Focusing on themselves
Your customer doesn’t care about you, they care about what you can do for them. That means your website, marketing communications and presentations need to be built around their problem state first and foremost.
‘We create succession plans’. I don’t care. I want to know what happens to my business when I leave it.
‘We are accountants’. I don’t care. I want to know you’ll turn every rock to maximise my earnings.
Here are two examples for appointment scheduling software businesses
As the examples illustrate, A is written from the perspective of the business, whereas B pits the customer’s concern front and centre. The lesson is to start with your customer in mind and write from their perspective.
Remember, people are most interested in themselves, so prove to them you understand their world and you’ll engage their interest.
Valuing form over function
Do you have a pretty website people can’t use? Perhaps lots of white text on images or black backgrounds, or call to action buttons that match your logo? Or maybe you have doors in your office that people don’t know whether to push or pull?
I’m still confused by this hotel shower tap I had to negotiate with one morning. Cold is on the left but I have to move it right?

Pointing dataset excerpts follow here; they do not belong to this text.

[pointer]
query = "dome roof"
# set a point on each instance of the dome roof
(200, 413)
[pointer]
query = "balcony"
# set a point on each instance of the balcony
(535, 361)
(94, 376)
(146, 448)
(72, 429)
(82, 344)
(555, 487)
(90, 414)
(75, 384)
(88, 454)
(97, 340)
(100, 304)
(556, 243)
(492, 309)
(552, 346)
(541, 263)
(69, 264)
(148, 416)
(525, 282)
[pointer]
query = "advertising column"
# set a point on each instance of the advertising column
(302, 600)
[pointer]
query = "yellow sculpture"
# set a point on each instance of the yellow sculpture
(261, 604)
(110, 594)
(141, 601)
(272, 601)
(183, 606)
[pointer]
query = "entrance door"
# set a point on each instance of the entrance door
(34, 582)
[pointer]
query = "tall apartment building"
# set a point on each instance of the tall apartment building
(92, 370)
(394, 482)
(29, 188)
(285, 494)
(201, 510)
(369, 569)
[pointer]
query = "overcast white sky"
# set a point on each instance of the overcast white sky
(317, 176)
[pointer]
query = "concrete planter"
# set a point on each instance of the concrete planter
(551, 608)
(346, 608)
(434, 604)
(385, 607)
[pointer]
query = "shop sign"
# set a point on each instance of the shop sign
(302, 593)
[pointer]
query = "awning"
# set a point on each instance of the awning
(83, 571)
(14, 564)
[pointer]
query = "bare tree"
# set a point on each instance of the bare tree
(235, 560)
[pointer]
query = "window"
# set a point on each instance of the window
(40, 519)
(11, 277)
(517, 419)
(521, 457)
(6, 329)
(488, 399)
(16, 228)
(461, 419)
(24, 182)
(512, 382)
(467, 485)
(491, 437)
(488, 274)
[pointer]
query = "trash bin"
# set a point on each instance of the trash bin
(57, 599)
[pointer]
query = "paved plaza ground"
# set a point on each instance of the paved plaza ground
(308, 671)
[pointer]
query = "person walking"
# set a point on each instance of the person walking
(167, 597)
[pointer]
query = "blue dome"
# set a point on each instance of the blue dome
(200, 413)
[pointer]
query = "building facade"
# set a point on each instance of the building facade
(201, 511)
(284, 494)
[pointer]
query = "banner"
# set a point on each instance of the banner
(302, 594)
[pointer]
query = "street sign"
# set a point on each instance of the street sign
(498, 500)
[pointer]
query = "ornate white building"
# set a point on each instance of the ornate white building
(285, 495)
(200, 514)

Aesthetics are important, but not at the expense of utility. If Amazon has taught us nothing else, it’s that an ugly site with a frictionless payment process can convert to the tune of $176 billion. Focus on your behavioural optimisation – how people take the actions you want – and make it easy.
Being generous to a fault
Sometimes we kill our customers with kindness. We give them multiple ways of contacting us, an endless list of products from which to choose and dazzle them with points, rewards, discounts and bonuses. It’s exhausting and confusing for them and us. Trim it back, keep it simple and remember less can be more.
Here’s an example of an email marketing campaign. Notice they have generously given me two things to do here, and weighted both equally by making both buttons red and prominent? Bad move. All attention should be on the primary action, buying tickets, with the option to share with a friend less emphasised.
Start by asking yourself what you want people to do with the message you are sending them – do you want them to do something or nothing? Create a hierarchy of calls to action so they know what the most important action to take is, and have the confidence people will spend a little more effort as long as they want something enough.
Chasing the loyalty pipe dream
I’ll grant you that there are some customers who become extreme, loyal, dyed-in-the-wool fans. Think Ford vs. Holden, Apple vs. Microsoft, Nike vs. Adidas, for example. But for most businesses, customer “loyalty” is a pipedream.
Want to know if your customer is loyal? Here’s the test – would your customer stick with you even if your competitor offered a product that was better, cheaper or more convenient? If the answer is yes, then you may have captured their heart, otherwise you are fooling yourself.
That’s not to say customers don’t cite loyalty in surveys and expect to be rewarded for staying with you. But their real reasons for staying with you will have little to do with loyalty and more to do with laziness or fear of change.
Instead of chasing ‘loyalty’, focus on building for habits, reliance and repetition. Create low barriers to join you, high barriers to leave. Remember, customers will stay with you if it’s easier than bothering to change.